I'm working with a large df
on cross-national time-series protest patterns. I would like to create a dummy variable based on whether one or a select group of words appears in any of those columns. I have included data below. Here's verbally what I want to do:
If the phrases (1) political behavior (2) police brutality, or (3) removal of politician appear in either protesterdemand1
, protesterdemand2
, protesterdemand3
, protesterdemand1
, then create a dummy variable sensitive_issue
that takes a value of 1 and 0 otherwise.
Thanks!
structure(list(Country = c("Canada", "Canada", "Canada", "Canada",
"Canada", "Canada"), COWcode = c(20L, 20L, 20L, 20L, 20L, 20L
), Year = c(1990L, 1990L, 1990L, 1990L, 1990L, 1990L), Region = c("North America",
"North America", "North America", "North America", "North America",
"North America"), Protest = c(1L, 1L, 1L, 1L, 1L, 1L), protesterviolence = c(0L,
0L, 0L, 1L, 1L, 0L), protesterdemand1 = c("political behavior, process",
"political behavior, process", "political behavior, process",
"land farm issue", "political behavior, process", "police brutality"
), protesterdemand2 = c("labor wage dispute", "", "", "", "",
""), protesterdemand3 = c("", "", "", "", "", ""), protesterdemand4 = c("",
"", "", "", "", ""), stateresponse1 = c("ignore", "ignore", "ignore",
"accomodation", "crowd dispersal", "crowd dispersal"), stateresponse2 = c("",
"", "", "", "arrests", "shootings"), stateresponse3 = c("", "",
"", "", "accomodation", ""), stateresponse4 = c("", "", "", "",
"", ""), stateresponse5 = c("", "", "", "", "", ""), stateresponse6 = c("",
"", "", "", "", ""), stateresponse7 = c("", "", "", "", "", ""
), participants = c("1000s", "1000", "500", "100s", "950", "200"
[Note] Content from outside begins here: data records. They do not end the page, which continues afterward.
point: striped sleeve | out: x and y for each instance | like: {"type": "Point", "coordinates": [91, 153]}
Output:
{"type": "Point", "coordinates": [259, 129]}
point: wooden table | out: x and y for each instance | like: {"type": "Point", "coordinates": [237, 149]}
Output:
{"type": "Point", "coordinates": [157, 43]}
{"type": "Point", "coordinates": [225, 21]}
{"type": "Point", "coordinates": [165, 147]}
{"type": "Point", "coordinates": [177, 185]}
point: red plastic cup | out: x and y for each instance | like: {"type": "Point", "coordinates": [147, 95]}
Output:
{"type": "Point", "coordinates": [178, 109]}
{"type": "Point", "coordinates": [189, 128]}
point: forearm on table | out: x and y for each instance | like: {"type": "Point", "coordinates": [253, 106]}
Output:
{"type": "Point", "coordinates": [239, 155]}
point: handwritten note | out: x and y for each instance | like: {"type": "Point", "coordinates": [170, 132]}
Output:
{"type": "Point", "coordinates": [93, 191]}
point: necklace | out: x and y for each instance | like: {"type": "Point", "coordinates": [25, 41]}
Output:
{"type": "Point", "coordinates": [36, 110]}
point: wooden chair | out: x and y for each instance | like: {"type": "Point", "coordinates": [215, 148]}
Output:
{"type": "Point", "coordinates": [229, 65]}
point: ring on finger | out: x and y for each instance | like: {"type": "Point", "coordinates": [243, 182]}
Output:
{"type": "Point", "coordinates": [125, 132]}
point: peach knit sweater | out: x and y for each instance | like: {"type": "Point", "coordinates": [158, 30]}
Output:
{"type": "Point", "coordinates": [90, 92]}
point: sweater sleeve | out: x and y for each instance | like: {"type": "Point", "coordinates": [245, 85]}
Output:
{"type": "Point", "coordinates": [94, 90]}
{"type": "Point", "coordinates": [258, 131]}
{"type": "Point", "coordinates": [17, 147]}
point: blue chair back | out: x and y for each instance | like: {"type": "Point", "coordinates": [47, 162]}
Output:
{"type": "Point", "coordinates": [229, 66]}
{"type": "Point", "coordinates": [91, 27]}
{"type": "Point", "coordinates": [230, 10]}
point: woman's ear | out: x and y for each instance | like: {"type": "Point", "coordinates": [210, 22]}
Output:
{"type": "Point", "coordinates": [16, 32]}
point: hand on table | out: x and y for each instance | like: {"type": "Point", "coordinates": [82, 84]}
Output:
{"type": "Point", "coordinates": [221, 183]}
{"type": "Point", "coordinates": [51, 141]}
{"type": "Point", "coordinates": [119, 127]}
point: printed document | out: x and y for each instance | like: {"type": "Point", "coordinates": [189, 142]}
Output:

), participants_category = c("", "", "", "", "", "")), row.names = c(NA,
6L), class = "data.frame")
CodePudding user response:
base R
found <- sapply(dat[c("protesterdemand1", "protesterdemand2", "protesterdemand3", "protesterdemand1")],
grepl, pattern = "political behavior|police brutality|removal of politician", ignore.case = TRUE) # ignore is just-in-case, over to you
found
# protesterdemand1 protesterdemand2 protesterdemand3 protesterdemand1.1
# [1,] TRUE FALSE FALSE TRUE
# [2,] TRUE FALSE FALSE TRUE
# [3,] TRUE FALSE FALSE TRUE
# [4,] FALSE FALSE FALSE FALSE
# [5,] TRUE FALSE FALSE TRUE
# [6,] TRUE FALSE FALSE TRUE
dat$sensitive_issue <- rowSums(found) > 0
dat
# Country COWcode Year Region Protest protesterviolence protesterdemand1 protesterdemand2 protesterdemand3
# 1 Canada 20 1990 North America 1 0 political behavior, process labor wage dispute
# 2 Canada 20 1990 North America 1 0 political behavior, process
# 3 Canada 20 1990 North America 1 0 political behavior, process
# 4 Canada 20 1990 North America 1 1 land farm issue
# 5 Canada 20 1990 North America 1 1 political behavior, process
# 6 Canada 20 1990 North America 1 0 police brutality
# protesterdemand4 stateresponse1 stateresponse2 stateresponse3 stateresponse4 stateresponse5 stateresponse6 stateresponse7
# 1 ignore
# 2 ignore
# 3 ignore
# 4 accomodation
# 5 crowd dispersal arrests accomodation
# 6 crowd dispersal shootings
# participants participants_category sensitive_issue
# 1 1000s TRUE
# 2 1000 TRUE
# 3 500 TRUE
# 4 100s FALSE
# 5 950 TRUE
# 6 200 TRUE